Search code examples
iosswiftavplayeravplayerviewcontroller

How do I add gesture to AVPlayerController's subtitles?


plz help me to solve problem.. I can't find any question about this..

I'm going to add Subtitle in AVPlayerViewController.

I did it. But, My customer wanted to add gesture to subtitles.

for Instance,

  1. click subtitle's some keyword
  2. pass the "clicked keyword" to another Controller
  3. just present anotherController with clikced keyword.

first... is it possible to add gesture to subtitles?

I didn't have lots of experience about coding...

I'm not very well in English.. sry..TT


Solution

  • 안녕 Woo sung Kim! Welcome to the forum. Unfortunately, the short answer is no. There is no api to query the word at a specific tap location and the content isn't even rendered using a UILabel (or CATextLayer).

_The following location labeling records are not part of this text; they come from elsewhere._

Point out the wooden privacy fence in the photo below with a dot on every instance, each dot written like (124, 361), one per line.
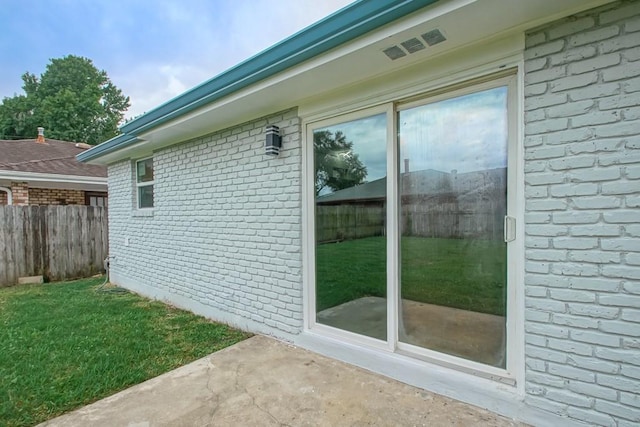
(57, 242)
(442, 219)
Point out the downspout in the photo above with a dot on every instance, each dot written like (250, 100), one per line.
(9, 195)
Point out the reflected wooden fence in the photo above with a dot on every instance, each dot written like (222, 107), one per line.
(451, 220)
(57, 242)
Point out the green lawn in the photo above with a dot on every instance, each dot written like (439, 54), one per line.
(64, 345)
(461, 273)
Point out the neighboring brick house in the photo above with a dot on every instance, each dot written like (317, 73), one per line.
(45, 172)
(541, 324)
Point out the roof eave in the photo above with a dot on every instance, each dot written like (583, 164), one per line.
(341, 27)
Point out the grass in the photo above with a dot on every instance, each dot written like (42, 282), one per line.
(63, 345)
(462, 273)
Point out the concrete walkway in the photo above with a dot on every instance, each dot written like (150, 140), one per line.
(264, 382)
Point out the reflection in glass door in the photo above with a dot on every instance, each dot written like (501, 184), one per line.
(350, 205)
(453, 187)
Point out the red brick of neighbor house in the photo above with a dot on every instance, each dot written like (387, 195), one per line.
(45, 172)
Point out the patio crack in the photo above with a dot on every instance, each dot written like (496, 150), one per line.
(254, 403)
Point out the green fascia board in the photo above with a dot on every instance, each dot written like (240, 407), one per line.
(117, 142)
(339, 28)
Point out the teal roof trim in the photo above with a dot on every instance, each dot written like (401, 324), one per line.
(341, 27)
(120, 141)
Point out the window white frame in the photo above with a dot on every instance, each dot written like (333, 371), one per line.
(143, 184)
(9, 195)
(515, 251)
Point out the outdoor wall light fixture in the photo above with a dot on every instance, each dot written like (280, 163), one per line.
(274, 141)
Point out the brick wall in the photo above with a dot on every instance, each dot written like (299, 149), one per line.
(582, 175)
(225, 224)
(51, 196)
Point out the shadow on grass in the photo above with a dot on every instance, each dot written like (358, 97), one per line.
(63, 345)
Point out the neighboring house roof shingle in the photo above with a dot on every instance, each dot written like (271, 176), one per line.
(51, 157)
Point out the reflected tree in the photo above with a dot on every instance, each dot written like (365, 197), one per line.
(337, 166)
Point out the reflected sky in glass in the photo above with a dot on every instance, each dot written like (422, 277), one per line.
(369, 137)
(467, 133)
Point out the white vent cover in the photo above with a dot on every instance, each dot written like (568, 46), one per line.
(414, 45)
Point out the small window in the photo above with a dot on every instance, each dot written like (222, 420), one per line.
(144, 183)
(96, 199)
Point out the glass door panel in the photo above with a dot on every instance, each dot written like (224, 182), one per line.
(350, 203)
(453, 187)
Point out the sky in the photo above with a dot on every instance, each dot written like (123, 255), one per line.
(153, 50)
(466, 133)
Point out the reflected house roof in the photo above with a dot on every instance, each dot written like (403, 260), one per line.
(424, 183)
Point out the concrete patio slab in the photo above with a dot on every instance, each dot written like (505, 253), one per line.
(265, 382)
(471, 335)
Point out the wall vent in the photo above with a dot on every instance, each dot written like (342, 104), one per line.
(433, 37)
(414, 45)
(394, 52)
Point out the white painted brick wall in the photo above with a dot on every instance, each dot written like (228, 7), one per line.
(582, 178)
(224, 236)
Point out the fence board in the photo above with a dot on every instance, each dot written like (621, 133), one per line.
(57, 242)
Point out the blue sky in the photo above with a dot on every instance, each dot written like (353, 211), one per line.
(151, 49)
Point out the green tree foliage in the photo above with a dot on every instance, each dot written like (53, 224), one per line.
(337, 166)
(72, 100)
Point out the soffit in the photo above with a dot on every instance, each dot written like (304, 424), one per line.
(463, 22)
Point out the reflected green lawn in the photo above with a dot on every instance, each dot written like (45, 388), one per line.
(463, 273)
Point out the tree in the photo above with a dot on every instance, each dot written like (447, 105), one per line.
(72, 100)
(337, 166)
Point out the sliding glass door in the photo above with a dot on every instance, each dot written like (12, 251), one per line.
(418, 263)
(453, 270)
(350, 203)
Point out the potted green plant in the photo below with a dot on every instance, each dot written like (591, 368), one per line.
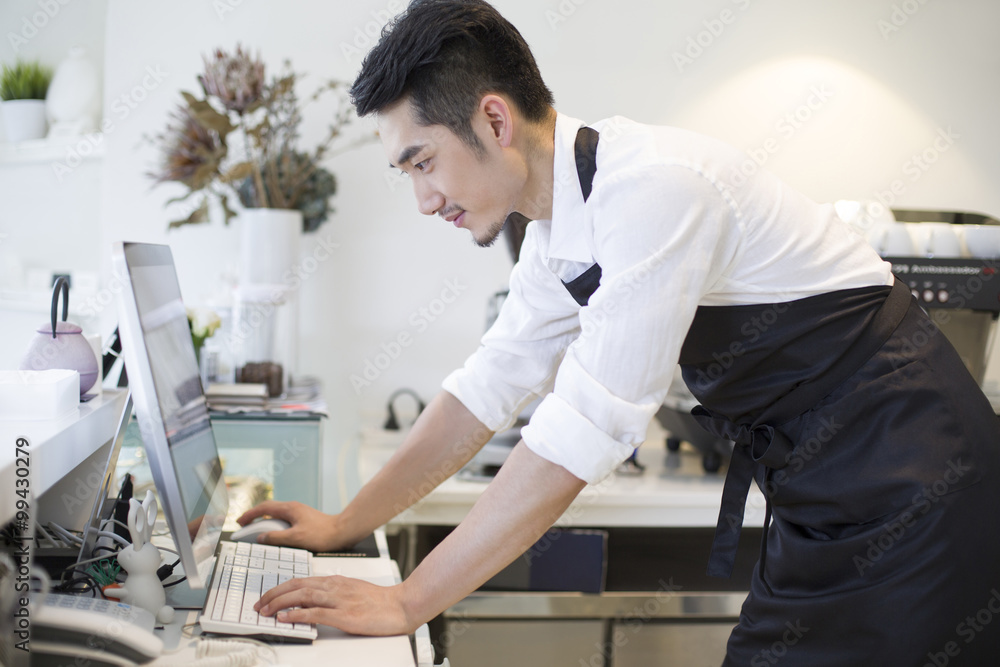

    The longer answer is: If you reeeeeally want to do it there are options but I wouldn't use this for production. Checking out the view hierarchy of an AVPlayerViewController while displaying subtitles will show you that the subtitles are rendered within an FigFCRCALayerOutputNodeLayer. On a simulator running iOS 14.4 this layer is at avPlayerVc.view.subviews.first?.subviews.first?.subviews.first?.layer.sublayers?.first?.sublayers?[1].sublayers?.first?.sublayers?.first?.sublayers?.first (this could change anytime in the future and probably doesn't even work below this version). The text is directly set as the layers content (including the rounded semi-transparent background view).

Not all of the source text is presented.